2
votes

I have two tables Tables1 with ID, name, and Table2 has ID1, ID2, and ID3, name1, name2, and name3. I want to select table1.ID not exists in tables2: ID1, ID2, and ID3

select T1.ID,t1.name
from table1 t1
where  not exists (
   SELECT *
   FROM table2 t2
where t1.ID=t2.ID1  or t1.ID=t2.ID2 or or t1.ID=t2.ID3  )
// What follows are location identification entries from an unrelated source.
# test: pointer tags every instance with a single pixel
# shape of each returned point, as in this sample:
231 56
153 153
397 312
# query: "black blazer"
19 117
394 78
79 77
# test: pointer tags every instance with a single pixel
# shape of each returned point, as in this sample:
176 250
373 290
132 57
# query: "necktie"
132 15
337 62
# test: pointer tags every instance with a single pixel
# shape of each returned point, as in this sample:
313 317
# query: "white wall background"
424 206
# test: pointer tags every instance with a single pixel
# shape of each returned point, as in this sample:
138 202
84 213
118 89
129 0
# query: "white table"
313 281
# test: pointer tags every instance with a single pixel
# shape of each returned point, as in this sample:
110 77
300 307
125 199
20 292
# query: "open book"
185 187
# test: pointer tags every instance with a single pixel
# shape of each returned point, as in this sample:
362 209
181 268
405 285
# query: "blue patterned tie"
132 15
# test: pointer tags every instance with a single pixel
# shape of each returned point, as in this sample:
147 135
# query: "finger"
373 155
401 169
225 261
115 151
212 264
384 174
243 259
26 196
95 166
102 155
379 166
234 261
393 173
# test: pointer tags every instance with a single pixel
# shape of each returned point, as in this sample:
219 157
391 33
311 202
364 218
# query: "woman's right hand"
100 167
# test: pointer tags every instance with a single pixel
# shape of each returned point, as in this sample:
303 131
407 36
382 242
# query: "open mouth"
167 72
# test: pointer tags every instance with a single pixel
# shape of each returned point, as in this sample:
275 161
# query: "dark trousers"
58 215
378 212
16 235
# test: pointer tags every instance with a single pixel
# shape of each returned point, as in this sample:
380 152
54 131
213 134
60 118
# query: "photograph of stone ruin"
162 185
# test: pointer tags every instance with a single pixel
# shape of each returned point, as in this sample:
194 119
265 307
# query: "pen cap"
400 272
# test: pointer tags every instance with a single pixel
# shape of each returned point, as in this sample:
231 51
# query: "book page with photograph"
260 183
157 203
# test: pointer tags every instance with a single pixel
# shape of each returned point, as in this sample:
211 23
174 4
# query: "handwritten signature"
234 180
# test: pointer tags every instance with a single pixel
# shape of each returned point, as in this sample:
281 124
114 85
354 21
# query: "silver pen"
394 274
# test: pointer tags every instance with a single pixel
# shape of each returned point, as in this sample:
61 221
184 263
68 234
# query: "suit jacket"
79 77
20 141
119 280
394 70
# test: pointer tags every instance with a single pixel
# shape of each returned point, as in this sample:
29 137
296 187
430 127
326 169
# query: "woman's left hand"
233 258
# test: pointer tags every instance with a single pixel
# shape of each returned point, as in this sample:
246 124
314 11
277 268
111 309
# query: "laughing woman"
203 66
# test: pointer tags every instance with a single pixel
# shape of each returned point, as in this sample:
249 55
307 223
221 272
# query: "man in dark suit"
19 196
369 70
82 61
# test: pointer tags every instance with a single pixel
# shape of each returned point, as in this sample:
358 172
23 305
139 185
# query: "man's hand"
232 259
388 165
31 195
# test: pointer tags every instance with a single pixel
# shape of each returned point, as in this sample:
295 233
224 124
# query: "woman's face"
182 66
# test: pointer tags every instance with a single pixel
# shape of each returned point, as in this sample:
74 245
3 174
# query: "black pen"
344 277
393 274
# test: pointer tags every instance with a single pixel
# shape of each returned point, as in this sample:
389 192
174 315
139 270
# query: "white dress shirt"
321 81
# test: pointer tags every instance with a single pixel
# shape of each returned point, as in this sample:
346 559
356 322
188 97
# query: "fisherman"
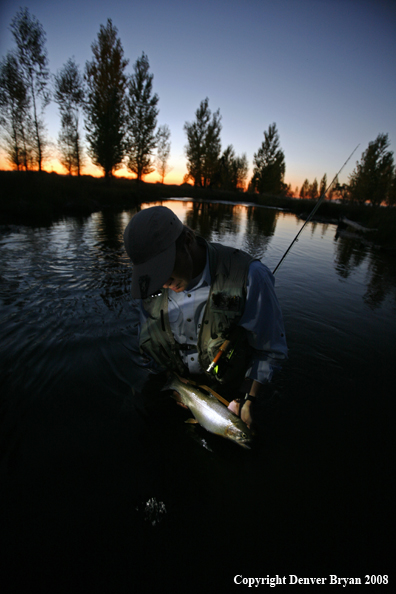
194 297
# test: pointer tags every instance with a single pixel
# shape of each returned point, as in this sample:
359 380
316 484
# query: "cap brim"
149 277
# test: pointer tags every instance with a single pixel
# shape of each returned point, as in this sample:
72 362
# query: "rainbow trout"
210 413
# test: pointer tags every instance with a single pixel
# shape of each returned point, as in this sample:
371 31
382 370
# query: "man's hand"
244 413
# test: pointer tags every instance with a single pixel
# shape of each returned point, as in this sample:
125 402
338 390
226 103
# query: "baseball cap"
149 240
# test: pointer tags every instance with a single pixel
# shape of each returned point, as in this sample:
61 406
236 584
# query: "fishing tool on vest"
225 354
319 202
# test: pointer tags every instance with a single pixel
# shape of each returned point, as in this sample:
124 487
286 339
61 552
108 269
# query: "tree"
313 190
142 119
323 185
32 57
163 151
304 189
203 145
69 95
269 164
232 170
105 108
14 110
372 178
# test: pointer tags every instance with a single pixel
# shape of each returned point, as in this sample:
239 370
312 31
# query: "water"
104 486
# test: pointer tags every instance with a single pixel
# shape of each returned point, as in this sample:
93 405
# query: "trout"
210 413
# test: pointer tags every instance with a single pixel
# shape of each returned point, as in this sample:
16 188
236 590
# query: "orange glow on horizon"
174 177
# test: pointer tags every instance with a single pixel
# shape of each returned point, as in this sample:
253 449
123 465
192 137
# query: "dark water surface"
105 488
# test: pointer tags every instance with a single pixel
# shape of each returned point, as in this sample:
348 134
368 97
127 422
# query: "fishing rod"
319 202
225 346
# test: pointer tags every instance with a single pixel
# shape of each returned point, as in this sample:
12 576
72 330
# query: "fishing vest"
224 307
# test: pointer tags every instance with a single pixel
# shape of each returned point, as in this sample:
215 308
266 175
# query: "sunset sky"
323 70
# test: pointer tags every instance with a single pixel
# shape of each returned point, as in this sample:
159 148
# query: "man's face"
182 271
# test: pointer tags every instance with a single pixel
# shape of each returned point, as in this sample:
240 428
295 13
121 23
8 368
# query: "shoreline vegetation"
39 198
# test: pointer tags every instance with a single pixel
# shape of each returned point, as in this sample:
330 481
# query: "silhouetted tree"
203 145
269 164
105 108
69 95
32 57
372 178
313 190
14 112
323 185
142 119
232 170
304 189
391 201
163 151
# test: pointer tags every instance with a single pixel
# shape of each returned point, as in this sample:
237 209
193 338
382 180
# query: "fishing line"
319 202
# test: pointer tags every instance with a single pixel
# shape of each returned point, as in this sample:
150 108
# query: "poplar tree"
14 112
372 178
69 95
203 145
269 164
232 170
32 58
105 108
142 119
304 189
163 151
323 185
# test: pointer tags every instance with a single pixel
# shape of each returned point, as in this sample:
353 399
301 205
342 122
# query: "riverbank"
39 198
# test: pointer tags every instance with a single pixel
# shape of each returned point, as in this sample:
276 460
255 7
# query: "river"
103 485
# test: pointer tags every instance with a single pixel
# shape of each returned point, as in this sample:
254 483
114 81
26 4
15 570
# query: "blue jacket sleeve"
263 320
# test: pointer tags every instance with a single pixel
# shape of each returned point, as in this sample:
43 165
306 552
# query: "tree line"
120 112
373 181
120 116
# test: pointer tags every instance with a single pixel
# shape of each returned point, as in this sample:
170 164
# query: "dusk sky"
323 70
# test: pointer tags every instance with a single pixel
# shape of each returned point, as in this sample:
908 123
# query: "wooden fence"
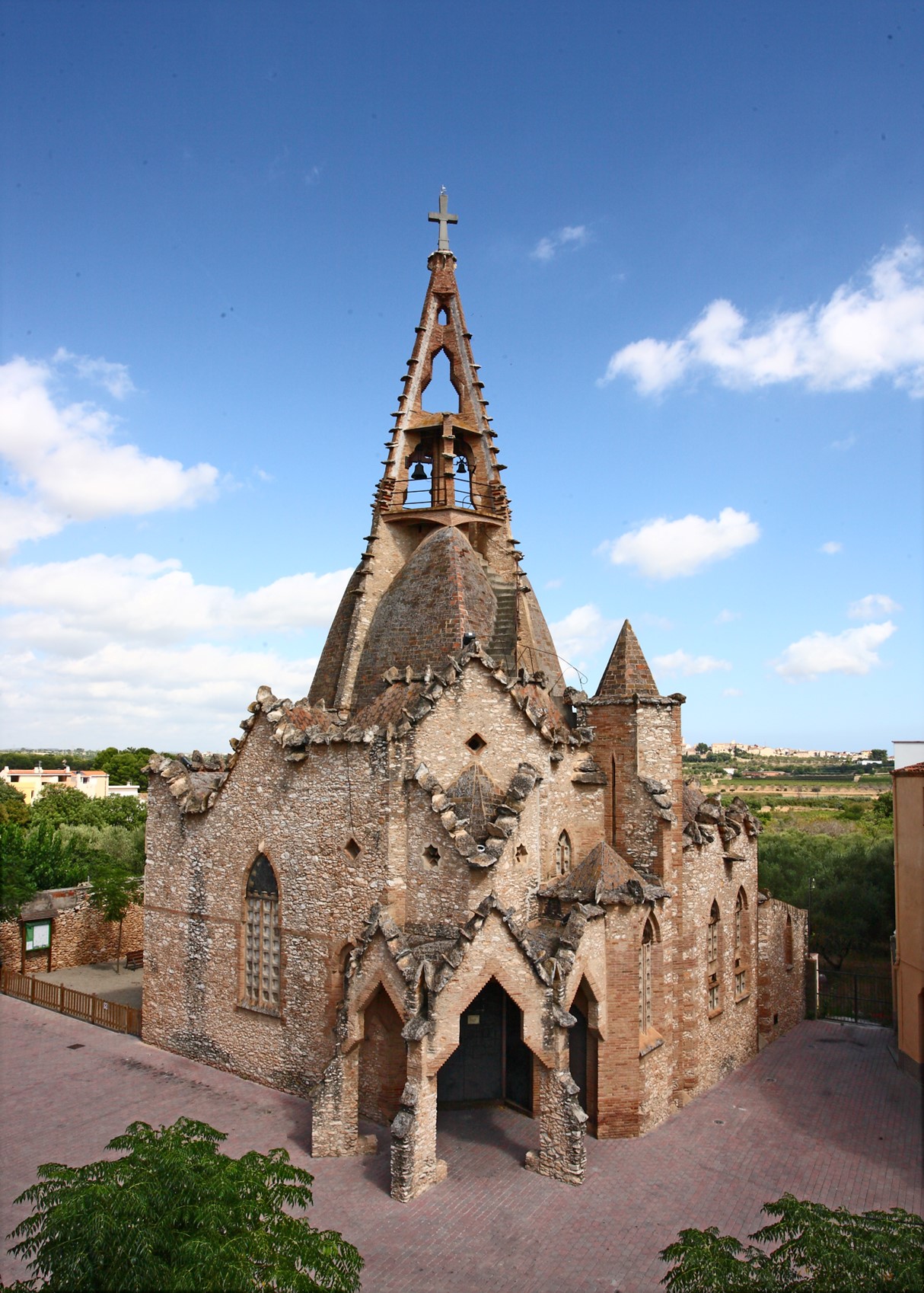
69 1001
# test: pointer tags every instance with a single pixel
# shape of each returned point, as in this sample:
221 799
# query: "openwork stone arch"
650 935
564 854
261 937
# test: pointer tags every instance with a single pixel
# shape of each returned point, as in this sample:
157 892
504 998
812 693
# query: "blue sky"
690 257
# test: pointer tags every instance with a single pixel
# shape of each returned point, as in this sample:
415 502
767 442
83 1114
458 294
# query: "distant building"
909 956
31 781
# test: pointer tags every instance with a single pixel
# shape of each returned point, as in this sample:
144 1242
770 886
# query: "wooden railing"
69 1001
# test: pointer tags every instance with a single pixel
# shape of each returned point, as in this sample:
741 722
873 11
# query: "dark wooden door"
577 1045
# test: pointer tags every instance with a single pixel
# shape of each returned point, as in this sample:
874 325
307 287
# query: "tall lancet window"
261 937
645 1013
564 854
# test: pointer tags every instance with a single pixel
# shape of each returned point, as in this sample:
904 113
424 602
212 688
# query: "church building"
444 877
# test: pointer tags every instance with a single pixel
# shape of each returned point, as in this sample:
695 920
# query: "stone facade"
444 876
79 935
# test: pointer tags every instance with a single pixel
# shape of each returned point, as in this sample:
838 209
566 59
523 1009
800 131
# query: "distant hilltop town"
770 752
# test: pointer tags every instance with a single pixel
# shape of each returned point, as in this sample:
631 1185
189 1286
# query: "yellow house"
31 781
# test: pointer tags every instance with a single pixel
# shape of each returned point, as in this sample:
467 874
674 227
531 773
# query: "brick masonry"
418 809
79 937
824 1113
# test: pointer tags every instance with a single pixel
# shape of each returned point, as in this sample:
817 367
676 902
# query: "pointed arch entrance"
492 1063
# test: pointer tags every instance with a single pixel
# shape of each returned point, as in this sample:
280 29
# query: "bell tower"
441 563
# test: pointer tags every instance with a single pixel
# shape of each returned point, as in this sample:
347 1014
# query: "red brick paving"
824 1113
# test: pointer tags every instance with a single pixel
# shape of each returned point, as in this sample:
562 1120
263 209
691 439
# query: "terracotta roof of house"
913 770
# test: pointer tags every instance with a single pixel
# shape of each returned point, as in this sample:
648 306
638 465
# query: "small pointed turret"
627 672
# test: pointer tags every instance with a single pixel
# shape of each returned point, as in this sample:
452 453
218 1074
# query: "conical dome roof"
440 595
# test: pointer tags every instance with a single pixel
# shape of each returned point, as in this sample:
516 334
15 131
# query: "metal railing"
68 1001
859 998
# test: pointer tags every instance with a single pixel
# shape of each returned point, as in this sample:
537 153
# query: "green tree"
59 805
816 1250
853 891
124 766
118 811
16 885
115 889
13 806
175 1213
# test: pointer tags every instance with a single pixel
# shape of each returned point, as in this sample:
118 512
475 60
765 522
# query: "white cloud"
681 662
104 372
109 650
859 335
68 466
583 631
570 235
851 652
870 607
663 548
140 599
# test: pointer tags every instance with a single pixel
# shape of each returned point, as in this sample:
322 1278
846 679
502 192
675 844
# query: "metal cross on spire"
444 219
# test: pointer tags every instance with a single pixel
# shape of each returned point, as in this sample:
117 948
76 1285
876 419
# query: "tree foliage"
13 806
853 891
814 1248
124 766
175 1213
66 806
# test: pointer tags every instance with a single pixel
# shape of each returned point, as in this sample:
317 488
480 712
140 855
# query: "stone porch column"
562 1154
414 1132
335 1111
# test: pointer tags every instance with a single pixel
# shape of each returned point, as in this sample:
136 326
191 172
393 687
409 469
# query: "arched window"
564 854
742 946
712 935
261 937
741 920
787 943
712 959
649 937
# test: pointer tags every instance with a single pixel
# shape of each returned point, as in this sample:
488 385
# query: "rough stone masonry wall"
728 1037
301 816
781 993
79 937
479 705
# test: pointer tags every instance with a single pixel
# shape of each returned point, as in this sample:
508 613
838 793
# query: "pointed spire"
627 672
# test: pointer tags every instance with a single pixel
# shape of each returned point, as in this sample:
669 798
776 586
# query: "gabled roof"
627 672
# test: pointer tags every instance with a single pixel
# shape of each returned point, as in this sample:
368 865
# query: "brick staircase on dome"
503 644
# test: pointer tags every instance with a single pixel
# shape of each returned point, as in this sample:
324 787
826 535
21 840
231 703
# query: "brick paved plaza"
824 1113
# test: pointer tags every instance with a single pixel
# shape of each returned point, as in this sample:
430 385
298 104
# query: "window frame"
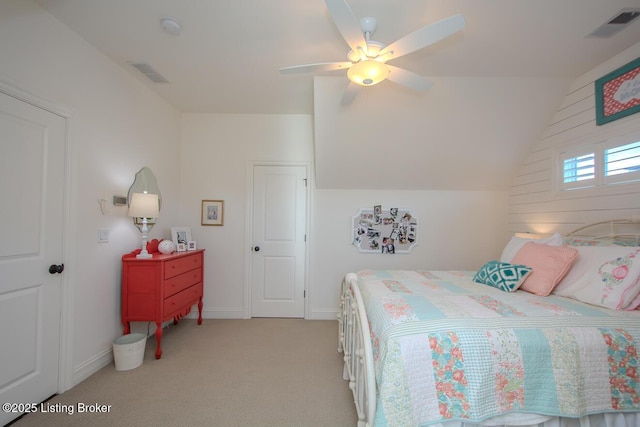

I get error message for this query

3

3 Answers

0
votes

Join first by ID1, then resulted dataset join by ID2, then resulted dataset join by ID3:

select  p2.ID, p2.name       --pass3
 from
  (select p1.ID, p1.name     --pass2
     from
      (SELECT T1.ID, T1.name --pass1
         FROM Table1 T1
         LEFT JOIN Table2 T2 ON T2.ID1 = T1.ID    
        where T2.ID1 is null                        --not in ID1
      ) p1 LEFT JOIN Table2 T2 ON T2.ID2 = p1.ID 
    where T2.ID1 is null                            --also not in ID2
  ) p2 LEFT JOIN Table2 T2 ON T2.ID3 = p2.ID
where T2.ID1 is null                                --also not in ID3

Joins on 2 and 3 steps will receive already reduced dataset from T1 and this solution may be good for big tables.

0
votes

After a little research, I could find this. Basically, you can't have multiple columns for a subquery in a IN or a NOT IN condition in the WHERE clause. This is why your query is currently failing : Your subquery get all the columns from Table2.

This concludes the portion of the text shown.